Qwen 3.5 35B on LocalAI (Strix Halo): Vulkan / ROCm
Posted by pipould@reddit | LocalLLaMA | View on Reddit | 2 comments
Qwen 3.5 35B on LocalAI: Vulkan vs ROCm
Hey everyone! 👋
Just finished running a bunch of benchmarks on the new Qwen 3.5 35B models using LocalAI and figured I'd share the results. I was curious how Vulkan and ROCm backends stack up against each other for these two different quant/source variants.
Two model variants, each on both Vulkan and ROCm:
| Model | Type | Quant | Source |
|---|---|---|---|
| mudler/Qwen3.5-35B-A3B-APEX-GGUF:Qwen3.5-35B-A3B-APEX-I-Quality.gguf | MoE (3B active) | APEX | mudler |
| unsloth/Qwen3.5-35B-A3B-GGUF:Qwen3.5-35B-A3B-UD-Q4_K_XL.gguf | MoE (3B active) | GGUF | unsloth |
Tool: llama-benchy (via uvx), with prefix caching enabled, generation latency mode, adaptive prompts.
Context depths tested: 0, 4K, 8K, 16K, 32K, 65K, 100K, and up to 200K tokens.
System Environment
Lemonade Version: 10.1.0
OS: Linux-6.19.10-061910-generic (Ubuntu 25.10)
CPU: AMD RYZEN AI MAX+ 395 w/ Radeon 8060S
Shared GPU memory: 118.1 GB
TDP: 85W
vulkan : 'b8681'
rocm : 'b1232'
cpu : 'b8681'
The results
1. Qwen3.5-35B-A3B-APEX-I-Quality (mudler)
(See charts 1 & 2)
On token generation, Vulkan is the clear winner here, consistently outperforming ROCm. At zero context, Vulkan hits ~57.5 t/s compared to ROCm's ~50.0 t/s. As context grows to 100K, Vulkan maintains a healthy ~38.6 t/s while ROCm drops to ~35.7 t/s.
Prompt processing is where ROCm shows its strength, though Vulkan is very competitive. At 4K context, ROCm hits ~885 t/s while Vulkan is at ~759 t/s. The gap remains significant even at higher context depths.
2. Qwen3.5-35B-A3B-ThinkingCoder (unsloth)
(See charts 3 & 4)
This variant follows a very similar pattern. On token generation, Vulkan again takes the lead, starting at ~53.3 t/s (vs ROCm's ~46.6 t/s) and maintaining a lead even at 100K context.
Prompt processing is notably faster on ROCm, hitting ~1052 t/s at 2K context, whereas Vulkan is around ~798 t/s.
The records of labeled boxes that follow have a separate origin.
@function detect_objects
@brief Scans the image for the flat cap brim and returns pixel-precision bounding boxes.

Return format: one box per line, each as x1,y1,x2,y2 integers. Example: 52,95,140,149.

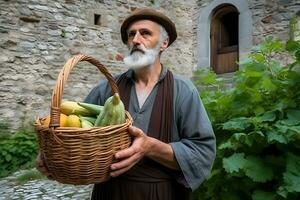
121,8,177,46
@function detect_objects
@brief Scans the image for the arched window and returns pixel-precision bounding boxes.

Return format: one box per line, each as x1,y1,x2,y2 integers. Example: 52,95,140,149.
210,4,239,74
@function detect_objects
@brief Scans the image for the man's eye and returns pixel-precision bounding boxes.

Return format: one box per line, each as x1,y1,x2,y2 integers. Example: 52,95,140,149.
141,31,151,36
128,32,135,37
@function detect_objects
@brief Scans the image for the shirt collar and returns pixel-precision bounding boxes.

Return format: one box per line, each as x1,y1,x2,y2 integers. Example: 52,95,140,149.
125,64,168,82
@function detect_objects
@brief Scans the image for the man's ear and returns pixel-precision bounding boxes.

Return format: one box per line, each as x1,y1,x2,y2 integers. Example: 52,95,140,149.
160,37,169,51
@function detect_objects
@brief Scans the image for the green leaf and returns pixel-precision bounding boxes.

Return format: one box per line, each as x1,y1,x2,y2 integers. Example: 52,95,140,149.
257,112,276,122
287,110,300,125
253,53,266,62
267,131,288,144
223,117,251,131
245,70,262,77
5,154,12,162
277,153,300,197
286,40,300,52
223,153,246,173
244,156,273,183
252,190,276,200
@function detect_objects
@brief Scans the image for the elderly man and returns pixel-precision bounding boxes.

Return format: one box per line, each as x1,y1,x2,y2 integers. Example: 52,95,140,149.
85,9,215,200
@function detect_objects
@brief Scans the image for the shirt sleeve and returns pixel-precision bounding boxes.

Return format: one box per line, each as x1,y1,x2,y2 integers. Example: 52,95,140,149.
170,87,216,190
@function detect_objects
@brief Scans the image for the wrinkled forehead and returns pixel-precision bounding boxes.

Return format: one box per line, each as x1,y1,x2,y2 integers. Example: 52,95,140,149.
127,19,160,33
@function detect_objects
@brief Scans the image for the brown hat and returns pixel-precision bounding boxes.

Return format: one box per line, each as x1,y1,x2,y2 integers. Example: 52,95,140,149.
121,8,177,46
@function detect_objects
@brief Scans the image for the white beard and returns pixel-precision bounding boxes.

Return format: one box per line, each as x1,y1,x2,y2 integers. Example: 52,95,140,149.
124,45,160,69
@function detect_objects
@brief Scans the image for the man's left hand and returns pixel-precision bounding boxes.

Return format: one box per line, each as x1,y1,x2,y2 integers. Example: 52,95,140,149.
110,126,150,177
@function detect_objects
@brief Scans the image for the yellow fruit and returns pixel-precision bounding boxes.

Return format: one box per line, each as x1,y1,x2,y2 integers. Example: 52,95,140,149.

| Gen Speed Winner | Prompt Processing Winner | |
|---|---|---|
| APEX-I-Quality | Vulkan | ROCm |
| ThinkingCoder | Vulkan | ROCm |
Big picture:
- 🔧 Vulkan favors generation speed, ROCm favors prompt processing.
- 🚀 Both backends scale well into very large context windows (up to 200K).
- 🎯 Vulkan provides a consistent ~10-15% boost in generation throughput for these Qwen 3.5 MoE models.
- 🧊 Prefix caching was on for all tests, helping maintain performance at higher depths.
For day-to-day use, if you want the fastest response time per token, Vulkan is the way to go. If you are processing massive amounts of text in a single prompt, ROCm might give you the edge.
*Benchmarks done with llama-benchy.
crowtain@reddit
The speed per active param seems still lower than old Qwen3, are there any hope to see it improve with time?
at Q8 it's nearly as slow as Minimax Q3 K_L,
VoiceApprehensive893@reddit
rocm for me likes to gpu hang on prompt processing a lot(llama.cpp)